While preaching, did you realize that you were also screwing up their lives

by JH 24 Replies latest jw friends

  • Mysterious
    Mysterious

    No I figured I was helping them. To the point where I even tried to convert friend's Id met on the internet. Luckily they saw through what I didnt and they were there for me still when I eventually left the organization.

    Now when I talk about the organization Im content in the fact that no one that hears me is going to be caught in their snare. I preach to twice as many people as I ever did before.

  • JH
    JH

    Gee, I must be the only one who knew I was screwing up their lives trying to bring them into the Org.

    The way I saw things, you had to give up alot to gain alot, but the kingdom didn't come, so people doing a sacrifice becoming a JW would only lose what they had previously.

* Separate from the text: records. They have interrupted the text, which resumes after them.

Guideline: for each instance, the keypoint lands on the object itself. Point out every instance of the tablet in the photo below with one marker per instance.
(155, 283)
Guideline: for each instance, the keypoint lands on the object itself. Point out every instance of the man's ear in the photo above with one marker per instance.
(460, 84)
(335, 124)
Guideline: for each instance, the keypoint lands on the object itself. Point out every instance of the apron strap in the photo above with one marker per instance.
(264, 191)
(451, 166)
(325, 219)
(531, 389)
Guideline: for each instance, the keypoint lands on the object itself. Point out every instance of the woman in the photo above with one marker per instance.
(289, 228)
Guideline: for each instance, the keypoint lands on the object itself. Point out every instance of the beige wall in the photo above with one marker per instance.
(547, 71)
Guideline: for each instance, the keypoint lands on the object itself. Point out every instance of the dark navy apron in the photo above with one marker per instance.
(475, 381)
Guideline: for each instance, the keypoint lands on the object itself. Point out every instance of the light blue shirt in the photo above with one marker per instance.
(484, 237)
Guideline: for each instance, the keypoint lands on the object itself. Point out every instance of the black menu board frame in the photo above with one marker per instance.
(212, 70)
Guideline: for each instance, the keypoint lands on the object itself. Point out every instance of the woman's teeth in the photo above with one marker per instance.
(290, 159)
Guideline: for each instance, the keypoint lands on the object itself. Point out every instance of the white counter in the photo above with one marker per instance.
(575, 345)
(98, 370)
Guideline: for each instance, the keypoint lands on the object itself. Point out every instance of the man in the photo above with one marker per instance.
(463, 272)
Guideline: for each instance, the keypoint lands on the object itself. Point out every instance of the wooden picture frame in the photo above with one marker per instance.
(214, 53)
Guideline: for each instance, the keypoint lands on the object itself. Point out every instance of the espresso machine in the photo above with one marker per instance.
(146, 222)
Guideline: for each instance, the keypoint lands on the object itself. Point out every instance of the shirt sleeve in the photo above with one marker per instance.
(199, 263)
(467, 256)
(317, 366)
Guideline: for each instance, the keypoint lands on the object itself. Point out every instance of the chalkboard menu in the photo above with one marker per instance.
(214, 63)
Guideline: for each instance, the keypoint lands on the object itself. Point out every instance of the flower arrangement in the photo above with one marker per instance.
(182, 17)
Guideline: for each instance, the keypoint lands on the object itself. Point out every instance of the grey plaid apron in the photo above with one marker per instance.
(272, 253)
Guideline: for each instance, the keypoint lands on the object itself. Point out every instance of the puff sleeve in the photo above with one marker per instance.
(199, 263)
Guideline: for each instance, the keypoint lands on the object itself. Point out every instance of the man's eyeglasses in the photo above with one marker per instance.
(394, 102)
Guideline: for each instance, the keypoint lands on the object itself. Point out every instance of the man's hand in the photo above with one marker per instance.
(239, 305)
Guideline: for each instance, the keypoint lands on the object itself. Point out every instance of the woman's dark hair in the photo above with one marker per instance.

    I guess I was never 100% JW...

  • Darth Yhwh
    Darth Yhwh

    To be perfectly honest, I didn't give a rat's as$ about they're lives. I just wanted to do the time so I could get on with my life and persue the things that were personally enjoyable.

  • jschwehm
    jschwehm

    Hi gang:

    I remember the last time I conducted a Bible Study. I had recently returned from Bethel and I was asked by someone to fill in for them. I was having serious doubts at the time about 1914 and other things but I went ahead and conducted the Bible Study anyway. While I was teaching this person the 1914 doctrine, I was saying to myself, "How can I teach this when I know deep down this is all baloney??!!". It was pretty much at that point that I vowed never to conduct a Bible Study with the JWs publications again. I also started to feel sorry for the guy because I realized that if he became a JW, I was assisting him to go down the same road of disappointment that I was going down.

    Jeff S.

    www.catholicxjw.com

  • Jamelle
    Jamelle

    I think there was a brief time - right after I was reinstated for the first and LAST time - that I got really into going out in service.

    Other than that - I hated it and never tried to really do good at it. I remember always feeling that it was very rude and presumptuous of me to tell a perfect stranger that their faith was wrong and mine was right - however prettily I put the words. I know I was taught that we were trying to save peoples lives - but it just didn't seem that way to me.

    I was never a good JW - not cut out for it! I do laugh about all those times I positioned my body so that my "partner" couldn't see I wasn't really pushing the doorbell button in. LOL! Sometimes I would say, "Wow - you can barely hear that ring from out here, can you?"

    I was always mad when someone didn't have a doorbell and I had to knock!